Celia was acting in what she believed was my best interest, and I failed to jump in and go to my husband's defense, so the suspicion she had unleashed was left floating without being resolved. I never imagined that their argument was going to have such far-reaching consequences. Willie was deeply wounded, not by Celia, but by me. When finally we could talk about it, he said that I excluded him, that I formed an impenetrable circle with my family and left him outside. I didn't even trust him. I tried to smooth things over, but it was impossible. We had sunk pretty low. Willie and I didn't speak for several days, and we harbored a grudge for weeks. This time I couldn't run away because Tabra was convalescing with us, and my entire family was there in the house. Willie built a wall around himself; he was silent, furious, preoccupied. He went to the office early and returned late; he sat by himself to watch television, and stopped cooking for us. We ate rice and fried eggs every day. Not even the children could get through to him; they went around on tiptoes and got tired of inventing reasons to go to him: Grandpa had turned into an old grump. Nonetheless, we held to our agreement not to speak the word
divorce
, and I think that despite appearances, we both knew that we hadn't come to the end of our rope, we still had a lot in reserve. At night we slept on our own corner of the bed, but we always woke up with our arms around each other. Over time that helped us toward a reconciliation.

I
MAY HAVE GIVEN THE IMPRESSION
in this account that Willie and I did nothing but argue, Paula. Of course it wasn't like that. Except for the times I went off to sleep at Tabra's, that is, at the most heated moments of our skirmishes, we went hand in hand.

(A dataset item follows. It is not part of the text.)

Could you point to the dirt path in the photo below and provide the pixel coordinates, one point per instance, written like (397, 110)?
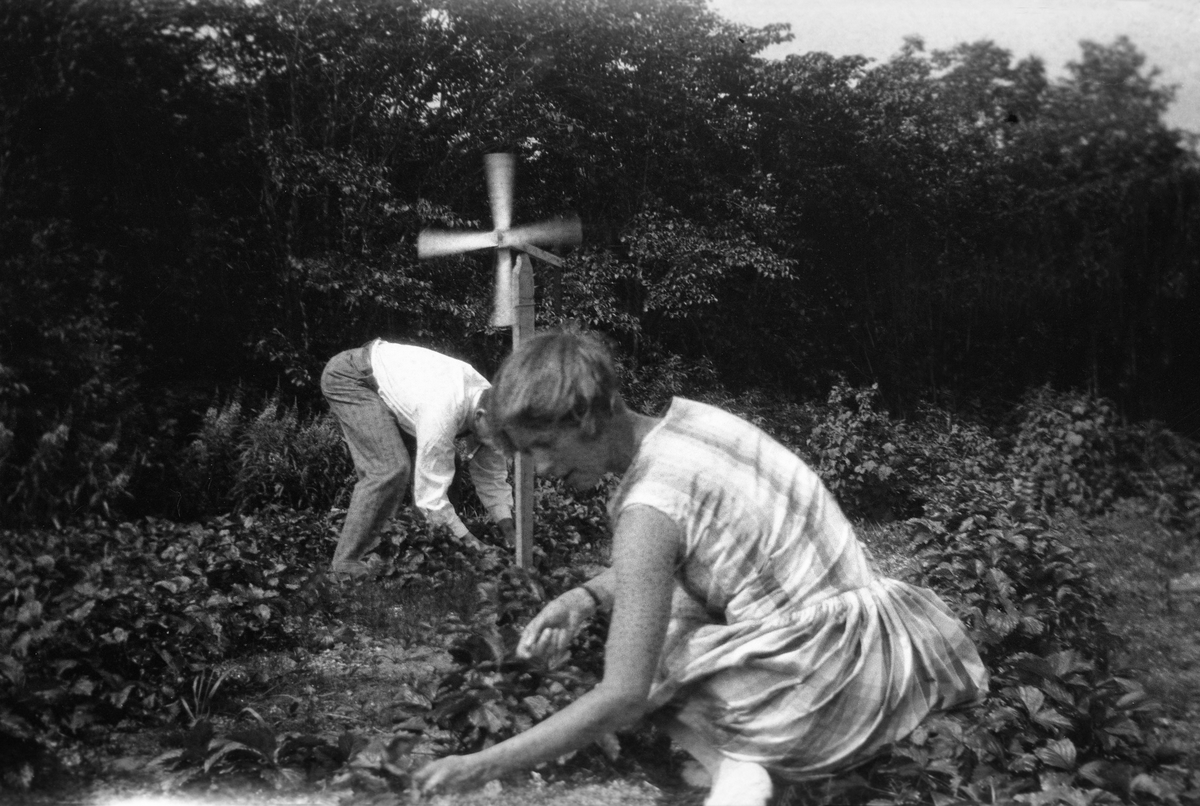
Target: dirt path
(351, 685)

In the car, on the street, everywhere, always holding hands. It was like that from the first, but within two weeks of our meeting that custom became a necessity because of the affair of the shoes. Given my height, I have always worn high heels, but Willie insisted that I should be comfortable and not like the old-time Chinese women with their painful bound feet. He gave me a pair of athletic shoes that still today, eighteen years later, sit like new in their box. To please him, I bought a pair of sandals I saw on television. They had shown some slender models playing basketball in cocktail dresses and high heels . . . just what I needed. I threw away the shoes I'd brought from Venezuela and replaced them with those prodigious sandals. They didn't work, I just kept walking out of them. I was so often flat on my face on the floor that for reasons of basic safety Willie has always grasped my hand tight. Besides, we're fond of each other and that helps whatever the relationship. I like Willie a lot, and I show that in a number of ways. He has begged me not to translate into English the love words I say to him in Spanish because they sound suspicious. I always remind him that no one has ever loved him more than I do, not even his mother, and that if I die he will end his days alone in some home for old folks, so it's worth his while to spoil me and celebrate me. Willie is not a man to squander romantic words, but if he has lived with me so many years without strangling me, it must be that he likes me a little. What is the secret of a good marriage? I can't say, every couple is different. The two of us are bound together by our ideas, a similar way of looking at the world, camaraderie, loyalty, humor. We look after each other. We have the same schedule, we sometimes use the same toothbrush, and we like the same movies. Willie says that when we're together our energies are multiplied, that we have the “spiritual connection” he felt when he first met me. It may be. All I know is that I like sleeping with him.